Cafestol Attenuates renal inflammation in T1DM Rats in a dose-dependent manner through Nrf2 activation
Fig 2 shows no significant alteration in renal total homogenate levels of major inflammatory markers, including IL-6, TNF-α, and ICAM-1, nor in the nuclear NF-κB levels between Control and Cafestol (10 mg/kg)-treated rats. The renal homogenates of T1DM rats demonstrated a significant inflammatory response, marked by a pronounced upregulation of IL-6, TNF-α, and ICAM-1, along with increased nuclear NF-κB activation in comparison to Control rats. This indicates a heightened state of renal inflammation and an intensified activation of pro-inflammatory signaling pathways. Compared with T1DM rats, Cafestol treatment at 5 mg/kg and 10 mg/kg significantly mitigated these inflammatory changes, as evidenced by a dose-dependent reduction in renal levels of IL-6, TNF-α, ICAM-1, and nuclear NF-κB (Fig 2A-D). The data suggests that Cafestol exerts an anti-inflammatory effect, possibly through modulation of NF-κB signaling. However, the co-administration of Brusatol, an Nrf2 inhibitor, with Cafestol (10 mg/kg) in T1DM rats reversed these protective effects as compared to T1DM + Cafestol (5 and 10 mg/kg), where there were significant increases in the renal levels of IL-6, TNF-α, ICAM-1, and nuclear NF-κB levels (Fig 2A-D). In addition, the renal levels of all these inflammatory markers showed no significant changes when T1DM rats were compared with T1DM + Cafestol (10 mg/kg) + Brusatol rats.
Data are presented as mean ± SD (n = 8 rats per group). Statistical analysis was performed using two-way ANOVA followed by Tukey’s post hoc test. Statistical significance was accepted at p < 0.05. a significantly different from the Control group; b significantly different from the Control + Cafestol (10 mg/kg) group; c significantly different from the T1DM group; d significantly different from the T1DM + Cafestol (5 mg/kg) group; e significantly different from the T1DM + Cafestol (10 mg/kg) group. Brusatol: selective Nrf2 inhibitor.
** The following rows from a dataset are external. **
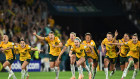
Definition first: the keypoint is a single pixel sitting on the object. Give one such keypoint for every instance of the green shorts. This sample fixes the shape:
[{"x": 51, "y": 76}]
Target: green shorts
[
  {"x": 112, "y": 60},
  {"x": 123, "y": 60},
  {"x": 11, "y": 61},
  {"x": 28, "y": 60},
  {"x": 53, "y": 58},
  {"x": 135, "y": 59},
  {"x": 94, "y": 60}
]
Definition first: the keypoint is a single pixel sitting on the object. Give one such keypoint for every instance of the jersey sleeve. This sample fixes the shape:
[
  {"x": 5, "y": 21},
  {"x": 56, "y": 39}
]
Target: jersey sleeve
[
  {"x": 67, "y": 43},
  {"x": 29, "y": 47},
  {"x": 58, "y": 40},
  {"x": 0, "y": 44},
  {"x": 93, "y": 43},
  {"x": 103, "y": 42},
  {"x": 72, "y": 48},
  {"x": 46, "y": 39}
]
Cafestol attenuates T1DM-induced renal oxidative stress and glycation markers via Nrf2 activation in a dose-dependent manner
The administration of Cafestol (10 mg/kg) to control rats significantly lowered levels of advanced glycation end products (AGEs) and soluble receptor for advanced glycation end products (sRAGEs), as well as renal homogenate levels of malondialdehyde (MDA), as compared to Control rats, as shown in Fig 3. It also significantly increased renal homogenate levels of GSH, HO-1, and SOD as compared to control rats (Fig 3A-D). However, in Type 1 diabetes mellitus (T1DM) rats, a profound increase in serum levels of AGEs and sRAGEs, alongside renal levels of MDA, was observed, accompanied by a marked reduction in HO-1, SOD, and GSH levels as compared to Control rats, reinforcing the notion of severe oxidative imbalance and compromised antioxidant defenses in diabetic conditions. When compared to T1DM rats, the administration of Cafestol at either 5 mg/kg or 10 mg/kg to T1DM rats significantly ameliorated these pathological alterations, as evidenced by the significant decline in serum levels of AGEs and sRAGEs, reduction in renal MDA levels, and the substantial restoration of HO-1, SOD, and GSH levels (Fig 3). However, these effects were dose-dependent and were more profound on all parameters with the 10 mg/kg dose of Cafestol.
Data are presented as mean ± SD (n = 8 rats per group). Statistical analysis was performed using two-way ANOVA followed by Tukey’s post hoc test. Statistical significance was accepted at p < 0.05. a significantly different from the Control group; b significantly different from the Control + Cafestol (10 mg/kg) group; c significantly different from the T1DM group; d significantly different from the T1DM + Cafestol (5 mg/kg) group; e significantly different from the T1DM + Cafestol (10 mg/kg) group. Brusatol: selective Nrf2 inhibitor.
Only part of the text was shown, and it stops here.